“Learning from error, rather than seeking someone to blame, must be the priority in order to improve safety and quality.”
Not the words of the current Secretary of State (although he did speak about the need to Learn Not Blame, in various speeches at the end of last year), nor of the reports emerging from the mid-Staffs scandal (although Don Berwick did urge the NHS to “abandon blame as a tool”).
These words are from the recommendations of the report of the Public Inquiry into children’s heart surgery at the Bristol Royal Infirmary 1984-1995.
Blame in the NHS has been around a long time. Each of us will be familiar with everyday instances of blame being apportioned for things going wrong, near misses, and even when everything goes to plan but someone just doesn’t like the way it was done.
But why do we do it? And why has so little changed since 2001, when these words were written?
I recently took part in a BBC World Service programme, called “The Why Factor”, on blame. If you haven’t listened to it yet, you can catch up with it here. The other contributors to the programme shared some fascinating insights into blame, which are very directly applicable to the NHS.
Blame is a visceral defensive response, a “shield” that deflects pressure off when we are feeling attacked over something that has gone wrong. But it can also be a tool of attack by those in positions of power, and that has serious ramifications for the culture of an organisation, degrading it to a poisonous and toxic atmosphere.
But the blaming process does not take place in isolation. Publicly blaming others has actually been shown in studies to be socially contagious. When blame is modelled in a workplace, it spreads.

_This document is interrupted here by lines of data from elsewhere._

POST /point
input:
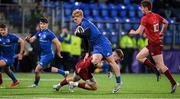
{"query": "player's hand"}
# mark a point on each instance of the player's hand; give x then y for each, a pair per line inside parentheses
(59, 55)
(79, 30)
(161, 35)
(20, 56)
(131, 32)
(27, 38)
(86, 56)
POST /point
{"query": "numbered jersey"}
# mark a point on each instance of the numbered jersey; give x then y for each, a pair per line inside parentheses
(151, 21)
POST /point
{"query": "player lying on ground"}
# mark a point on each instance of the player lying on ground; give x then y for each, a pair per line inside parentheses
(84, 70)
(7, 53)
(150, 23)
(46, 37)
(102, 47)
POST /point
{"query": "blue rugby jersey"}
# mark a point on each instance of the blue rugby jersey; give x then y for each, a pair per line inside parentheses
(45, 38)
(7, 45)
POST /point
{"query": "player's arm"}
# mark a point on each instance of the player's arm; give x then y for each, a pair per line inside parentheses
(22, 44)
(82, 33)
(58, 46)
(164, 26)
(138, 31)
(86, 46)
(30, 39)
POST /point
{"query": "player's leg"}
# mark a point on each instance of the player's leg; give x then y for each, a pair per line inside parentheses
(116, 70)
(38, 70)
(141, 57)
(6, 63)
(2, 63)
(160, 63)
(59, 71)
(90, 84)
(1, 79)
(66, 81)
(10, 73)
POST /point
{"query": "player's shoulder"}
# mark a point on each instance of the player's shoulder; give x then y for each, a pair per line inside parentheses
(12, 35)
(85, 22)
(49, 31)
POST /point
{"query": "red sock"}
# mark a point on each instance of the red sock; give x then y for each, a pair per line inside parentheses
(82, 85)
(64, 82)
(169, 76)
(1, 81)
(150, 65)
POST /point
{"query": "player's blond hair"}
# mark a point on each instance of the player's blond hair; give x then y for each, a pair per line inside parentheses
(77, 12)
(120, 53)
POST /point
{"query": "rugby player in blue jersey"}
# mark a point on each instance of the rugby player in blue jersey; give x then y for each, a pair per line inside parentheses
(7, 53)
(101, 46)
(46, 37)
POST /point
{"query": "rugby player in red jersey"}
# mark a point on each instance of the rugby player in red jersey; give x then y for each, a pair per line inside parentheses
(150, 24)
(84, 70)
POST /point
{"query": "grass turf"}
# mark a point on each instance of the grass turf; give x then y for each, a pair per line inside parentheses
(134, 86)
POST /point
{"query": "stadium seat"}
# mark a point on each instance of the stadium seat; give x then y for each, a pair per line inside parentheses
(104, 13)
(114, 13)
(103, 6)
(177, 38)
(127, 2)
(114, 37)
(168, 38)
(112, 7)
(67, 12)
(67, 5)
(100, 25)
(95, 12)
(86, 12)
(122, 10)
(109, 25)
(127, 27)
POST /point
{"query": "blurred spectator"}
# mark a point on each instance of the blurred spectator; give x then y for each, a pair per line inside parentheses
(75, 50)
(128, 45)
(33, 20)
(141, 43)
(65, 39)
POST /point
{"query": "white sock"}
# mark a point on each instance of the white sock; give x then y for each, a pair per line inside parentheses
(76, 84)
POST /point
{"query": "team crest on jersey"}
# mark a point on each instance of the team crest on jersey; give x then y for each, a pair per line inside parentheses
(8, 40)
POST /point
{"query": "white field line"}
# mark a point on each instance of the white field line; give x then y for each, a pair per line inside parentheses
(25, 97)
(29, 79)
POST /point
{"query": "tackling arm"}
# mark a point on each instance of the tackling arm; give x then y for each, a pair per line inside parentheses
(138, 31)
(58, 46)
(22, 44)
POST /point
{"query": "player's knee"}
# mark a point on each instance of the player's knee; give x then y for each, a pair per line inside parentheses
(95, 61)
(37, 71)
(94, 87)
(139, 58)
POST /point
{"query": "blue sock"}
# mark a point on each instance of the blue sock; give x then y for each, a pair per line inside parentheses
(118, 79)
(61, 72)
(12, 76)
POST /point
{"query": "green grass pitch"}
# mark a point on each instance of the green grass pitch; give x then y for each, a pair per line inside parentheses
(134, 86)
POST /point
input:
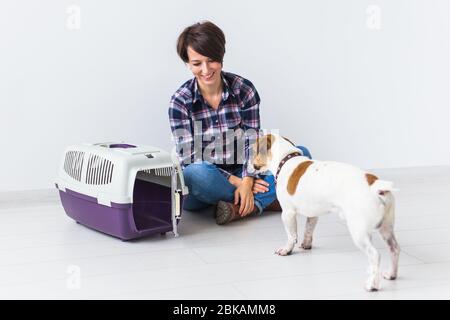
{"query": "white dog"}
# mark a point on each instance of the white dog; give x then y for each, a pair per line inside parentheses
(314, 188)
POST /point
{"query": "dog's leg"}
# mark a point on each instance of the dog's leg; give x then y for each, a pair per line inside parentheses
(309, 229)
(387, 233)
(363, 241)
(289, 218)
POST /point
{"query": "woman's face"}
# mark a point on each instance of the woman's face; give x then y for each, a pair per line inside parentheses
(204, 69)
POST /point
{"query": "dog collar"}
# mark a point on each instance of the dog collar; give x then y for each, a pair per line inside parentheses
(285, 159)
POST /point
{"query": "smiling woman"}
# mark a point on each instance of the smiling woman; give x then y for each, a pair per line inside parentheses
(217, 102)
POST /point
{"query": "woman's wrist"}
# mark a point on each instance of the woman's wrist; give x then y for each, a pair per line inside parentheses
(235, 181)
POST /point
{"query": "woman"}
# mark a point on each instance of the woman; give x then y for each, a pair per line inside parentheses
(202, 113)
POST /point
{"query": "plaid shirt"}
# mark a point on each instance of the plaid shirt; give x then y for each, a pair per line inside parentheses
(202, 133)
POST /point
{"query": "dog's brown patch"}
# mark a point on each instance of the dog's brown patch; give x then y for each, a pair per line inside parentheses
(371, 178)
(296, 175)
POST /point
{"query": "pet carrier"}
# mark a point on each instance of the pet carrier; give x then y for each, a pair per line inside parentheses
(120, 189)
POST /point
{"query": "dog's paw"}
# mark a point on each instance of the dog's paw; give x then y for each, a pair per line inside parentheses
(388, 275)
(372, 285)
(283, 252)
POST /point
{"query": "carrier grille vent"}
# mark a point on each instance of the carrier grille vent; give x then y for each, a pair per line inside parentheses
(73, 164)
(163, 171)
(99, 170)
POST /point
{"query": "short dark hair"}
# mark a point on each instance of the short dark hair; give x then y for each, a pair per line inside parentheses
(205, 38)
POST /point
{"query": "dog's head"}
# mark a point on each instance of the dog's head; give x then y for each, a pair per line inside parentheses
(262, 152)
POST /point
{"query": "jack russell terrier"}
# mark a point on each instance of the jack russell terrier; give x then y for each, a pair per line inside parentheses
(314, 188)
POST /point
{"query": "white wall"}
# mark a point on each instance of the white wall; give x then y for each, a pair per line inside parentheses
(375, 98)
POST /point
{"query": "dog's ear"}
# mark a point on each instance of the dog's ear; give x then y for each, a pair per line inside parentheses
(289, 141)
(265, 143)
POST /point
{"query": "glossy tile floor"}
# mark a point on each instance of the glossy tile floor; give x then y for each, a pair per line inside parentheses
(44, 254)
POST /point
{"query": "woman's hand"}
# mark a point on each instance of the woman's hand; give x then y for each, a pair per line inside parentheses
(244, 194)
(259, 185)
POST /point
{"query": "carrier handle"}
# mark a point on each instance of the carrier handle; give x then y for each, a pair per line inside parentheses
(176, 163)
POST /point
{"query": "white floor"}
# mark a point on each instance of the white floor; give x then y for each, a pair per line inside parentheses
(44, 254)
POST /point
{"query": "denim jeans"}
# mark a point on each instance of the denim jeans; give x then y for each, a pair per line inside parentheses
(207, 186)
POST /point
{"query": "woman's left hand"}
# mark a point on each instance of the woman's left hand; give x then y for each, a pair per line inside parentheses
(244, 194)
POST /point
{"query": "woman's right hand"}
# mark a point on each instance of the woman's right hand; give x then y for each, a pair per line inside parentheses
(260, 186)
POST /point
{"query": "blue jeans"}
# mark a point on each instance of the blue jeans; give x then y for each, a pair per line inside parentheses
(207, 186)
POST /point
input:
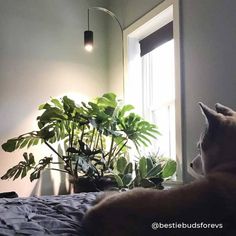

I have a very personal reason for caring about this. When I was an FY1, I was involved in the care of someone whose gentamicin levels were not adequately monitored. When I say involved, I prescribed at least one of the doses that shouldn’t have been given. It was an absolute “swiss cheese” scenario where all the holes lined up so that human error was not mitigated. The patient suffered organ failure and subsequently died.
But in my case, despite the family rightly making a complaint about the care their relative had received, I was not blamed individually. Instead, my consultant took responsibility, met the family, and found out what they wanted and needed – which was to understand how things had happened and how to ensure it didn’t happen again. So, at their request, the whole team involved in the patient’s care sat down with the family and went through everything. It was painful at the time – I’m sure more painful for the family – but I believe it led to some closure and it certainly led to changes within the hospital.
What I didn’t realise at the time – and have only come to realise in the last year – is that how I was treated, which was fairly, justly and without blame, is so rare within the NHS. I learnt from that awful tragedy, and it has shaped me as a doctor.
We must do better. So what can we do? By signing up to the Learn Not Blame campaign, you are already an advocate for change. But modelling the behaviours we want to see throughout the system is more powerful than we think. So the next time you find yourself slipping into the blame game, take a step back and think – can I break the chain of infection here? Can I find a different way to frame this? Instead, Sidney Dekker’s 3 questions are useful: who is hurt? What do they need? Whose responsibility is it to meet that need?